Zet de kookplaat en naaloopstand eerst volledig
uit vooraleerd onderdelen van de afzuiging te
verwijderen.
– Druk rechts op het inlaatrooster zodat deze kan kantelen.
– Neem het inlaatrooster vast en leg het veilig weg op het
keukenwerkblad.
Plaats het inlaatrooster niet op het glas van de
kookplaat om krassen te vermijden. Plaats het
inlaatrooster niet op een inschakelde kookplaat
om opwarming te vermijden.
8.2.2 Inlaatrooster terugplaatsen
Zorg ervoor dat het monoblockfilter en vetfilter
eerst geplaats zijn in het toestel vooralleer het
inlaatrooster terug te plaatsen.
– Neem het inlaatrooster vast en plaats deze centraal in de
aanzuigopening via de positioneerpunten.
8.2.3 Reiniging van de vetfilter
Wanneer de vetfilter gereinigd dient te worden, wordt dit
aangegeven door de vetfilter reinigingsindicate (zie 4.5.1)

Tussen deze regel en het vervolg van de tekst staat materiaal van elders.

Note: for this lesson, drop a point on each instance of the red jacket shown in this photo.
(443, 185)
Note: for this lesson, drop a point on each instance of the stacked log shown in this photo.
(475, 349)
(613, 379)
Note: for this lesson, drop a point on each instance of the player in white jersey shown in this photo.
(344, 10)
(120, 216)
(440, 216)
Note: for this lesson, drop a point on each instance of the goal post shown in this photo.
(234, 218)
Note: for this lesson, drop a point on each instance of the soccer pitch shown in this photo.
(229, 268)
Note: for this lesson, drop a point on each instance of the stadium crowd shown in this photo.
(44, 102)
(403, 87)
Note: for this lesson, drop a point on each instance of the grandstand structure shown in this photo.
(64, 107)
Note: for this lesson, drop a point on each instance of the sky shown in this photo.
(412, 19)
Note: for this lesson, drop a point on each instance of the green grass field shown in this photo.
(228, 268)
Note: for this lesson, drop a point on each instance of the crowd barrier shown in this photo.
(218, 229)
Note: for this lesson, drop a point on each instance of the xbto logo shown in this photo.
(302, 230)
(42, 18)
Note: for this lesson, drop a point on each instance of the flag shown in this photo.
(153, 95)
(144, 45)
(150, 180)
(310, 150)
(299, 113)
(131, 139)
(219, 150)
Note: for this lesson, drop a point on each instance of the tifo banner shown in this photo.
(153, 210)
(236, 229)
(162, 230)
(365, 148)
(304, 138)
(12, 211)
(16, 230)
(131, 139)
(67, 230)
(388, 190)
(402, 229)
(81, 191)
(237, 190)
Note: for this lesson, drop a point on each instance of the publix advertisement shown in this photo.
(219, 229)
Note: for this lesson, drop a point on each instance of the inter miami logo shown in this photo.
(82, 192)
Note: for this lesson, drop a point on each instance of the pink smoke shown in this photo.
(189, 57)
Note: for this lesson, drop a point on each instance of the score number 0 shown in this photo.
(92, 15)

– Verwijder het inlaatrooster (zie 8.2.1)
– Neem het vetfilter vast via de handgrepen en hef deze uit de
aanzuigopening
Reinig in vaatwas/ onderdompelen in heet water met ontvettend
afwasmiddel.
WAARSCHUWING: Indien de bovenvermelde
instructies niet worden uitgevoerd, ontstaat
er door een te sterke vervuiling, kans op
brandgevaar.
Na het reinigen:
– Plaats het vetvilter via de handgrepen terug in de
aanzuigopening in de juiste richting.
– Plaats het inlaatrooster terug in de aanzuigopening
– Reset de vetfilterindicatie (zie 6.1)

– 14 –
9 KLEINE STORINGEN VERHELPEN
9.1 Meldingen op de kookplaat
Code
– er staat geen kookpot op de kookzone
– de kookpot is niet geschikt voor inductie
– de diameter van de bodem van de kookpot is
te klein in vergelijking met de kookzone
U
Zie hoofdstuk 4.3.9 Warmhouden
E
– Het elektronisch systeem is ontregeld.
– Ontkoppel de kookplaat en sluit opnieuw aan.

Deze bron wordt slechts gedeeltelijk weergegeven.